Manufacturing guy-at-large.

Felix Salmon on Wine

Added on by Spencer Wright.

Felix Salmon has a bunch of great posts on the ups and downs of blind wine tasting on his Reuters blog. A few excerpts below, emphasis mine throughout.

From "The Negative Correlation Between Wine Price and Quality," 2008.14.26:

Eric Asimov thinks that wine is like film or literature: the good might not be popular, and the popular might not be good. Which may or may not be true – but no one tries to charge higher prices for better films or better books. He does however make another good point: that the real finds in the wine world aren’t the expensive famous wines or even the cheap famous wines but rather the tiny artisanal wines which have a personality and uniqueness which defies pricing. If you find a wine you really love, then it’s likely to be worth spending money on. But if you find a wine which everybody loves (Dom Perignon is the example in the book), then it’s almost certainly overpriced.

From "Tasting Wine Blind," 2009.09.12:

In any case, the various different factors which go into the enjoyment of a wine are so multitudinous that when you try to eradicate them all in order to allow different wines to compete on a level playing field, you at the same time eradicate much of what makes a wine so enjoyable in the first place. You might love your spouse’s [insert body part here], but it would be pointless and invidious for someone to test that love by presenting you with a series of carefully anonymized body parts and asking you which one you liked the most.

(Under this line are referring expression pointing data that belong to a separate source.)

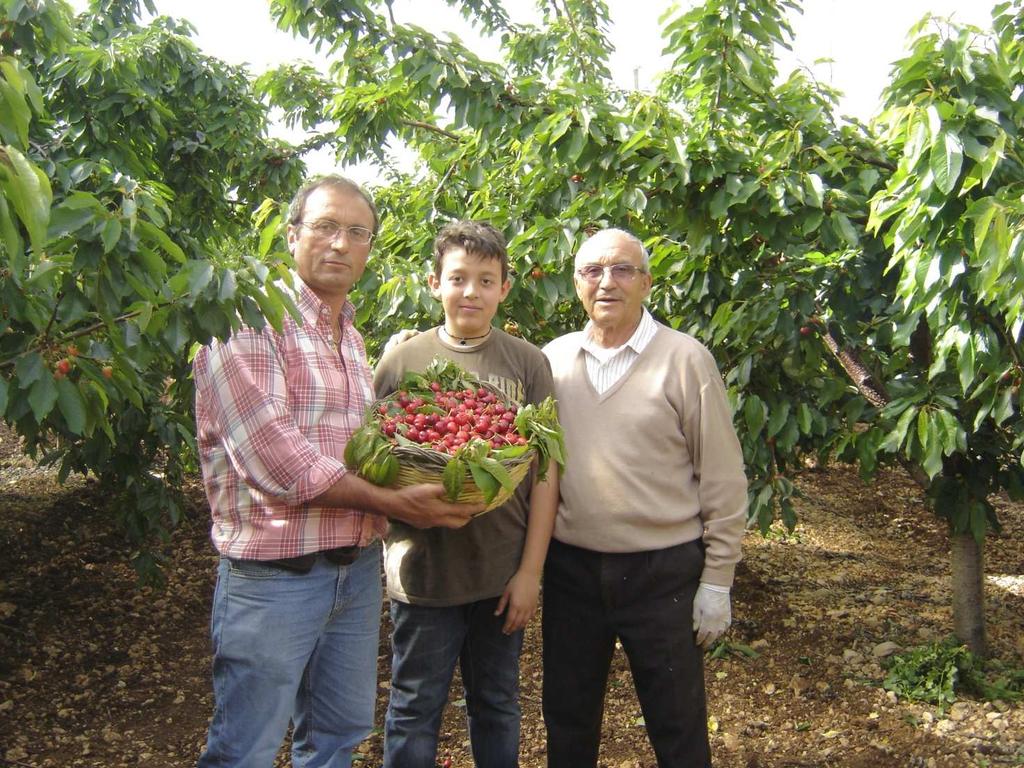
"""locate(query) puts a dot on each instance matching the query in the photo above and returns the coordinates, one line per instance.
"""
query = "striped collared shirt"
(605, 367)
(273, 412)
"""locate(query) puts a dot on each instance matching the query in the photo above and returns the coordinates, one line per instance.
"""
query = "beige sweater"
(654, 461)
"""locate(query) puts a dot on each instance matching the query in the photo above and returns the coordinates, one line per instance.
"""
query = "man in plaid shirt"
(296, 610)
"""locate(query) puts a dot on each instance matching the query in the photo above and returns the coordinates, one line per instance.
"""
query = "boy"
(466, 595)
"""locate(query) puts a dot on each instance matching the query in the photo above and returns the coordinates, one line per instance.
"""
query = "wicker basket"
(417, 465)
(424, 465)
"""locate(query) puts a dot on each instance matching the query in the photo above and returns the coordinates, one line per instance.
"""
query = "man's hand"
(712, 612)
(399, 337)
(520, 597)
(424, 506)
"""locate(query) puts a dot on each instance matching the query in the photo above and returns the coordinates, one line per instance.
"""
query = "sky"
(862, 38)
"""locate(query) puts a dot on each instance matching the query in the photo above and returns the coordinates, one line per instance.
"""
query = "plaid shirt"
(273, 412)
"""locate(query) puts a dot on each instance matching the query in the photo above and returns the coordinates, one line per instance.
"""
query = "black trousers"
(644, 599)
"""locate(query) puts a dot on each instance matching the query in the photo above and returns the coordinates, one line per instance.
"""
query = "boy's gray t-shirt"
(443, 566)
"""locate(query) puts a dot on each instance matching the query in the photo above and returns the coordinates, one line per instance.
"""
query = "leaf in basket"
(511, 452)
(498, 472)
(404, 441)
(381, 468)
(452, 477)
(485, 481)
(360, 445)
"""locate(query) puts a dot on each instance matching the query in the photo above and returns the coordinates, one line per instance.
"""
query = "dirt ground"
(95, 671)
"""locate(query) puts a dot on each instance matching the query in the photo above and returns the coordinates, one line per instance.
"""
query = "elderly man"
(296, 609)
(652, 510)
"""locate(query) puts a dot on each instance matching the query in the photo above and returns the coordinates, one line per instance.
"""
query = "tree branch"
(875, 392)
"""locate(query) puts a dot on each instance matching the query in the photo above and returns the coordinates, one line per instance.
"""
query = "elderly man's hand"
(712, 612)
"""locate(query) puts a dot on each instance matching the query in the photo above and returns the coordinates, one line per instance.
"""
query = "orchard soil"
(97, 671)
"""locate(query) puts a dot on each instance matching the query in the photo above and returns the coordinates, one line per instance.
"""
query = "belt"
(304, 563)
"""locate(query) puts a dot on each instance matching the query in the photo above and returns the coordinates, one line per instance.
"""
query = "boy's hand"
(520, 597)
(399, 337)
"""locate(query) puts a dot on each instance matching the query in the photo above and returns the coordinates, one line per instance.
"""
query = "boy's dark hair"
(476, 238)
(297, 209)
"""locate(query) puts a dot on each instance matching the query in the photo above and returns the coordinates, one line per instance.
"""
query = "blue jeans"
(426, 643)
(293, 646)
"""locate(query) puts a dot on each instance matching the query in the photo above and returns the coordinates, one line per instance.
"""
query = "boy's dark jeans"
(427, 642)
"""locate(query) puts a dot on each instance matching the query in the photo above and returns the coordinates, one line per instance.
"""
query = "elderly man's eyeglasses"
(330, 230)
(620, 272)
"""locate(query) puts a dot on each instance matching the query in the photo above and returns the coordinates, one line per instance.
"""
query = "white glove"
(712, 612)
(399, 337)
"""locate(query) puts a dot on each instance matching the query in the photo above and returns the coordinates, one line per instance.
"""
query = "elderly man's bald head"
(605, 239)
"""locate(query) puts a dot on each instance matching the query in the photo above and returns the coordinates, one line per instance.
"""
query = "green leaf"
(169, 247)
(779, 415)
(895, 438)
(499, 472)
(946, 159)
(804, 418)
(754, 414)
(200, 274)
(111, 236)
(267, 235)
(30, 369)
(72, 406)
(965, 364)
(844, 227)
(813, 190)
(452, 477)
(28, 188)
(931, 441)
(42, 397)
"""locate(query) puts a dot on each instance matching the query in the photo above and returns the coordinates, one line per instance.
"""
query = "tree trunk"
(969, 592)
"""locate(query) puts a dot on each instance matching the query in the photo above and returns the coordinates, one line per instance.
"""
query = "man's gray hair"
(595, 240)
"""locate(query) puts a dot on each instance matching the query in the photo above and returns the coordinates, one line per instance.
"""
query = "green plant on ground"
(936, 673)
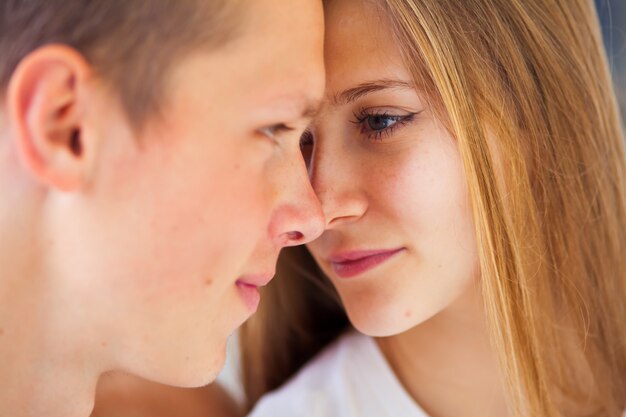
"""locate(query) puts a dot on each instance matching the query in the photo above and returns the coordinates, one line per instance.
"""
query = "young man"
(150, 172)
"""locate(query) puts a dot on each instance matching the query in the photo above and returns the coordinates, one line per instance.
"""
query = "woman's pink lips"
(351, 264)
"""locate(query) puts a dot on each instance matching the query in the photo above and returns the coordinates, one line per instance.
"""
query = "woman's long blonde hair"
(524, 87)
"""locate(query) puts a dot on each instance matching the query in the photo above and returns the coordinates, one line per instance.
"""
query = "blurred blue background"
(613, 18)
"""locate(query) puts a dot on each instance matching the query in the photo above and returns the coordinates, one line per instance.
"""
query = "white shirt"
(350, 378)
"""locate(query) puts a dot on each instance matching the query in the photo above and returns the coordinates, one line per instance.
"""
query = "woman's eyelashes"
(376, 124)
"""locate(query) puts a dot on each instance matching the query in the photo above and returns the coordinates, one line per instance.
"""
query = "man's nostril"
(294, 236)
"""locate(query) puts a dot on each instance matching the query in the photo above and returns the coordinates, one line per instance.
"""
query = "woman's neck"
(446, 363)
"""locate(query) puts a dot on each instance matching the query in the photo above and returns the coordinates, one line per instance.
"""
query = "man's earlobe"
(45, 107)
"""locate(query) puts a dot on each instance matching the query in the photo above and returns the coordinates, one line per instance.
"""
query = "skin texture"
(123, 395)
(122, 249)
(401, 187)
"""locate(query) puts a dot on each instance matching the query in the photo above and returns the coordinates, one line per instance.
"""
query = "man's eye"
(275, 130)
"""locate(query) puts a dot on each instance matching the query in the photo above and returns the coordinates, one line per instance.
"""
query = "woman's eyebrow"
(352, 94)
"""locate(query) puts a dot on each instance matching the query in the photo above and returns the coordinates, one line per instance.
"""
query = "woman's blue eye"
(375, 126)
(381, 122)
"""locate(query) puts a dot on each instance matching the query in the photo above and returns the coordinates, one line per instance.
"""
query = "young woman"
(470, 165)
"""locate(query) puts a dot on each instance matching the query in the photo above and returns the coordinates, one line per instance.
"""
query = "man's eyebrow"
(352, 94)
(311, 108)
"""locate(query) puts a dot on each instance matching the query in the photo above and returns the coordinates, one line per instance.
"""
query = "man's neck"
(44, 369)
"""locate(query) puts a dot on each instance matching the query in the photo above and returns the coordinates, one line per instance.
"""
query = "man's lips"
(248, 287)
(350, 264)
(258, 280)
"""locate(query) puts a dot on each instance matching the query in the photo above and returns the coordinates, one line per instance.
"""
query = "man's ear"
(46, 103)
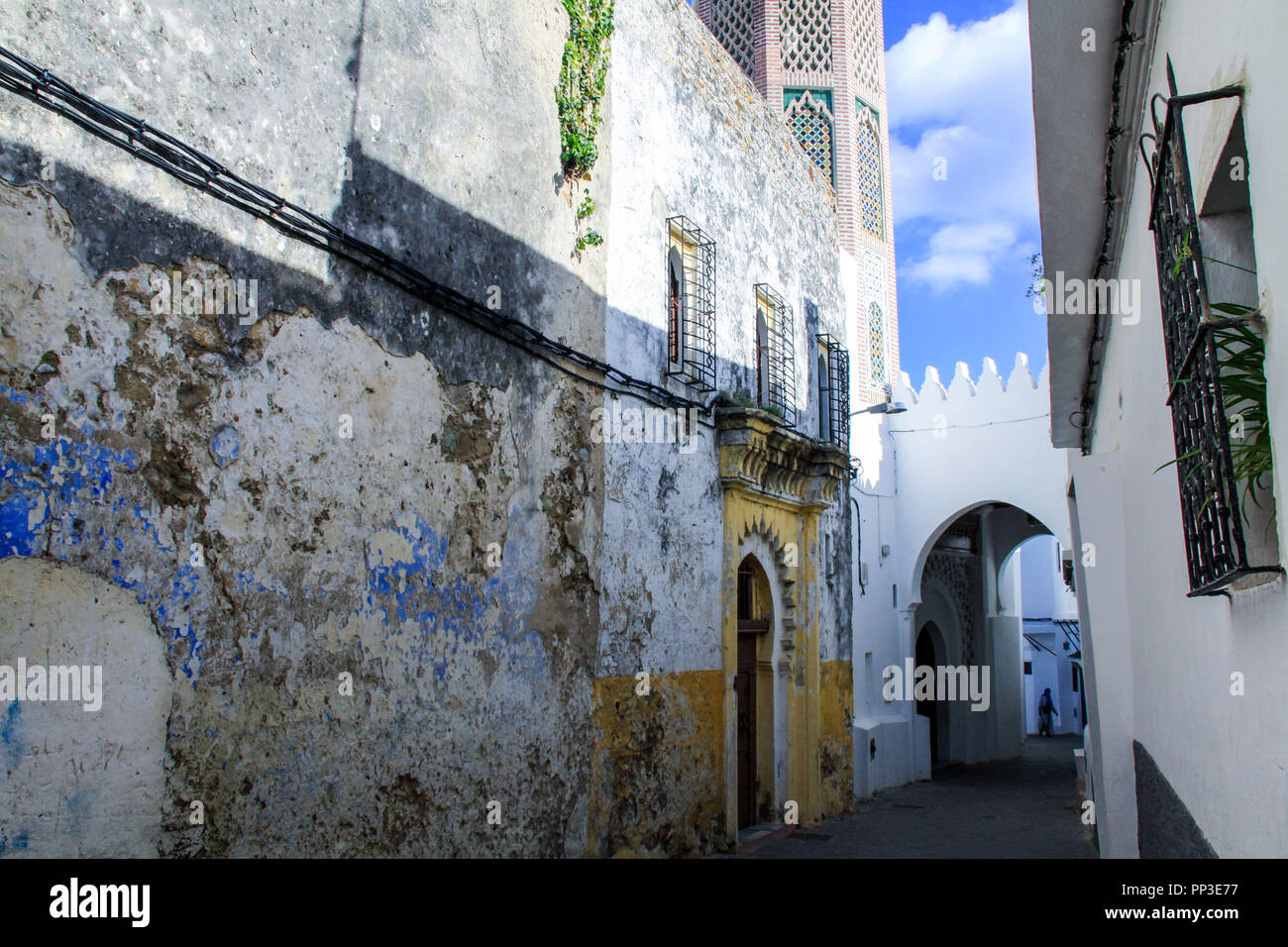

What is blind tasting good for? Well, for one thing it’s very good at showing how important knowledge of price, as opposed to price itself, is as a contributing factor to a wine’s perceived quality. If you know that a wine you’re drinking is expensive, you’ll probably like it much more. If you’re deceived into thinking that a wine is expensive (if someone poured Yellowtail into a Lafite bottle, say) you’ll like that much more, too. And if someone poured Lafite into a colorful screw-top bottle, you’d like it less.
When I say, then, that in wine there’s no correlation between price and quality, what I mean is that there’s no correlation between price and quality except for in the 99% of cases where in fact the correlation is very strong — the cases when you know, more or less, how expensive the wine you’re drinking is.
I’m trying to train myself out of that ingrained mindset, by drinking quite a lot of cheap wine and buying large quantities of the good stuff. And there really is a lot of good cheap wine out there. But I know that I do still have the same prejudices as everybody else, no matter how much I write about negative price-quality correlations. If I open a cheap bottle and I don’t think much of it at first, I’ll assume it’s not very good. On the other hand, if I open an expensive bottle and I don’t think much of it at first, I’ll let it breathe, I’ll revisit it later, I’ll try to see if I can discern some subtlety and sophistication which might not have been immediately apparent. And if I look hard enough, I’ll probably find it.

Also of note: In 2010, Salmon wrote a great post on how he structures his at-home wine tasting events. I've been wanting to host something similar for a while, and will definitely be taking his format notes into consideration.